The reason I don't like it is because it only effects the ends of the chart.  Adding a high modifier means the bottom of the chart doesn't get used at all, but the 96-00 result comes up far more frequently.  Every other result has its probability unchanged.

Conversely, a big negative modifier means that the top of the chart never gets used, but the 01-05 result comes up much more frequently.  The probability of the next lowest result is unchanged.

This bugs me.  If the modifier applied to a preliminary roll which determines whether you roll on a good chart or a bad chart, that might work.  (Under 50- bad chart; over 50, good chart).  Especially if the charts weren't completely good or bad.

However, this doubles the number of rolls and the number of charts, which is a definite downside.  Is there any other way of addressing this issue?


----------



## RangerWickett (Feb 27, 2002)

The chart was laid out so that good effects are higher on the list, and bad effects are lower.  Overall, a person with a good will save will have better overall mishaps than someone with a poor will save, or someone who has a curse of some sort.  The effects from about 40 to 60 are as neutral as I could make them, while the effects of 30 or less get progressively worse, and 70 or above get progressively better.  So your desire for a good chart and bad chart is worked into the one main chart.

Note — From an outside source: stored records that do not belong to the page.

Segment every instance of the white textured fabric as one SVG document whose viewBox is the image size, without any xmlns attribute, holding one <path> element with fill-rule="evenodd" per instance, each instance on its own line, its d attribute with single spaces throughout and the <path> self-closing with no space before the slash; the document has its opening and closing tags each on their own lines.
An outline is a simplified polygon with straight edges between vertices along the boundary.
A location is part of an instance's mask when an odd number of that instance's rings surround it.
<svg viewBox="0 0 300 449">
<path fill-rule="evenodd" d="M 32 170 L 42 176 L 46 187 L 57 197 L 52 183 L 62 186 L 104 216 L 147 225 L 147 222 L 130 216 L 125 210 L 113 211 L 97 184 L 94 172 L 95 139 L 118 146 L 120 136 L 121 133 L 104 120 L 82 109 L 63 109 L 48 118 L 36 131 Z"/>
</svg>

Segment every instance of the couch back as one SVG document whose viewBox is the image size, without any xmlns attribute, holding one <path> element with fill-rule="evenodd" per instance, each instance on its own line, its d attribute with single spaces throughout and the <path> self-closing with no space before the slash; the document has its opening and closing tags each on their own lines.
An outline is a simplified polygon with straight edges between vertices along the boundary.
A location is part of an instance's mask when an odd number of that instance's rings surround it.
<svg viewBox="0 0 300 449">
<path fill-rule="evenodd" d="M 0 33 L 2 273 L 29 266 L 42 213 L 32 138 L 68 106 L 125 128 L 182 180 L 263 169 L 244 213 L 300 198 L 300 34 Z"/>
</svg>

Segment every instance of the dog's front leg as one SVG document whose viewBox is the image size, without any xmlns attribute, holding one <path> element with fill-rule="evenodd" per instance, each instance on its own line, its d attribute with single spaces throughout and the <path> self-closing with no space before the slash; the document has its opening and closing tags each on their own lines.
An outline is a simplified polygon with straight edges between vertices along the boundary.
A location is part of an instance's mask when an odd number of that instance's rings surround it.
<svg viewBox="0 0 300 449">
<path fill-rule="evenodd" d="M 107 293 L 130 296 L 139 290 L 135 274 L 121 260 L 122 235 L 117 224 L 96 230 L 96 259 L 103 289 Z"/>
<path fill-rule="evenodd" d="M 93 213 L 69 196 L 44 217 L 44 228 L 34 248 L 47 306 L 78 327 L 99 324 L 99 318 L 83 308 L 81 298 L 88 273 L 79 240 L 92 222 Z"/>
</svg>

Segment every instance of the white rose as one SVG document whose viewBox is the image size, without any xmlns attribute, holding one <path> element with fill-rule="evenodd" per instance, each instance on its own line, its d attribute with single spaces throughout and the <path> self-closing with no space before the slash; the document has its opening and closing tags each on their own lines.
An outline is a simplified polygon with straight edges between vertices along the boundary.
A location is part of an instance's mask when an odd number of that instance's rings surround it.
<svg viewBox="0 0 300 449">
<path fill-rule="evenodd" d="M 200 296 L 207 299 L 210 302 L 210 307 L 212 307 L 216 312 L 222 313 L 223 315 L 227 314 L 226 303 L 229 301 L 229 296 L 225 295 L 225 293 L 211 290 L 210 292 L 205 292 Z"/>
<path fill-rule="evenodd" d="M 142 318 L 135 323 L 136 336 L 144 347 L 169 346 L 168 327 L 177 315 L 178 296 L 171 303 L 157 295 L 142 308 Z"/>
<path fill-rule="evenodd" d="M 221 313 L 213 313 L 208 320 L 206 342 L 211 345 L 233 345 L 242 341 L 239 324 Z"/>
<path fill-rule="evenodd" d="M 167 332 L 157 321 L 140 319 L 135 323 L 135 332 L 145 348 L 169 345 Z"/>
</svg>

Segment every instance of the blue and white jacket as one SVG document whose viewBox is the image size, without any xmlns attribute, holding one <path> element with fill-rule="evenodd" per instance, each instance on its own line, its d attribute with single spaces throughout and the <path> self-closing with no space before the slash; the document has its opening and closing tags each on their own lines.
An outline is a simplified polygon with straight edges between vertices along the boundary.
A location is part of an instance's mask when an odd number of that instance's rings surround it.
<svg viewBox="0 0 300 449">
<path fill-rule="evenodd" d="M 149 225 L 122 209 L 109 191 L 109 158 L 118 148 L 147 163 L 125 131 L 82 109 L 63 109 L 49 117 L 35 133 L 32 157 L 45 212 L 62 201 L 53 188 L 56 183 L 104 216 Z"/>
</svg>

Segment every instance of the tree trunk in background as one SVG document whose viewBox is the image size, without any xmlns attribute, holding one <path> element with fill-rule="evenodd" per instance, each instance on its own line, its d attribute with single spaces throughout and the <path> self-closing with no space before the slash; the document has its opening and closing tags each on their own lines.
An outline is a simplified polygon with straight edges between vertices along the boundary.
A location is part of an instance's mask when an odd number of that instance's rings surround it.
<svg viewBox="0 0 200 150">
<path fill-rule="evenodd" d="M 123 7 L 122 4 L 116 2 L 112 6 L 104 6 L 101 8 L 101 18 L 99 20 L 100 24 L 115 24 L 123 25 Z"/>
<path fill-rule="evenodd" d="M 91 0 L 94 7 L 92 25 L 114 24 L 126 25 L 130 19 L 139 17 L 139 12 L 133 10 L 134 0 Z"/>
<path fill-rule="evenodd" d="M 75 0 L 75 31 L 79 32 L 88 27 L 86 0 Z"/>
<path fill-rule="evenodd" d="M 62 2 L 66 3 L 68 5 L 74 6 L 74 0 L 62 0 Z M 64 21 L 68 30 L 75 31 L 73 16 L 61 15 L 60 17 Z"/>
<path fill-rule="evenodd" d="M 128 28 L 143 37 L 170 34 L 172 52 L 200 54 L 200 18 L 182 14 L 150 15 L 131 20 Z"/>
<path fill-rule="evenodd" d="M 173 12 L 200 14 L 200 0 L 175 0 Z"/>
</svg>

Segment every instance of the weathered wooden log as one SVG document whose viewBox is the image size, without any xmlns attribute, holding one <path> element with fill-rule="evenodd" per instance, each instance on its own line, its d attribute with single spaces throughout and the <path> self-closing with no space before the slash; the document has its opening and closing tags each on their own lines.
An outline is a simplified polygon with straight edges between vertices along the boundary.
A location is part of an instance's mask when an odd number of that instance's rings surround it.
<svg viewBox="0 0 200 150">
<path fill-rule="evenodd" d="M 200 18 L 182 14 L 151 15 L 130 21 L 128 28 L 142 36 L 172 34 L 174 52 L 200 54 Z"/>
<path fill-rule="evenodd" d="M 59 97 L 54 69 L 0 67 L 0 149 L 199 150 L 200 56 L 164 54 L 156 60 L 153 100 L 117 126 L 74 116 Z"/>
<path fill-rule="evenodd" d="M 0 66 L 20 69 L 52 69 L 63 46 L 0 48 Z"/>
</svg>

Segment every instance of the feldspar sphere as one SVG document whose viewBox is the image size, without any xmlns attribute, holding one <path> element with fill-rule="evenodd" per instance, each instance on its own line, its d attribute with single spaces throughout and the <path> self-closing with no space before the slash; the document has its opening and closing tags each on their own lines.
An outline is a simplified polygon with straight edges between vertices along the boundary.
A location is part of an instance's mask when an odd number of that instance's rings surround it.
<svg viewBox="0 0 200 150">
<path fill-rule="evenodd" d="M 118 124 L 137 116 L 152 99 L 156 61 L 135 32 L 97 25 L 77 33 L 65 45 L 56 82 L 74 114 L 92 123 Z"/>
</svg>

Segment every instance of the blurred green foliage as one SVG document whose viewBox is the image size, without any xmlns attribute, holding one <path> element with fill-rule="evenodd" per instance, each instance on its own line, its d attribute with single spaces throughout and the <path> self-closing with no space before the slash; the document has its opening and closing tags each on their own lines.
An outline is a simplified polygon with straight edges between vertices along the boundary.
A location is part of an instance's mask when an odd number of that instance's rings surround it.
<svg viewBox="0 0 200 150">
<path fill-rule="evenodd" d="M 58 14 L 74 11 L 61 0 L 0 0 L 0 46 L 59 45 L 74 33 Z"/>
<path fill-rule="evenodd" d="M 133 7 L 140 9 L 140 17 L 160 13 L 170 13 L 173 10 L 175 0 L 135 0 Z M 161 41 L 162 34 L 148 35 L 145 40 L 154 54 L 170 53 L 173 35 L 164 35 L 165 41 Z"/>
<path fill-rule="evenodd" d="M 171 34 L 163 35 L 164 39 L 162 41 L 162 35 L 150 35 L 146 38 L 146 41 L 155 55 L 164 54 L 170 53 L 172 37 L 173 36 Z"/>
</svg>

Aside from 01-05 to 96-100, very little on the chart is _always_ good or _always_ bad.  You're more likely to be casting spells on neutral things or on foes than on allies, so an effect that says, "Target takes 5 damage" is usually a good thing, but it can sometimes be a bad thing if you're trying to help your friends with a spell.

When I do up the print version, I'm going to edit it so the adding of your Will save bonus is an optional rule.  It should have been from the get-go.


----------



## Cheiromancer (Feb 28, 2002)

Well, I agree that 96-00 is always good, I'm not sure that 01-05 is always bad.  After all, you might be intending to cast the spell on yourself.  Or it might be a beneficial spell.

06-10, now that is always bad!  You take damage *and* you lose the spell.

Perhaps I'll try it with with those two items flipped.

Thanks for the speedy response.


----------



## RangerWickett (Feb 28, 2002)

Oh, wow. . . .  I can't believe I overlooked that.  *blinks*  Thanks.  Consider it errata that will go into the print version.


----------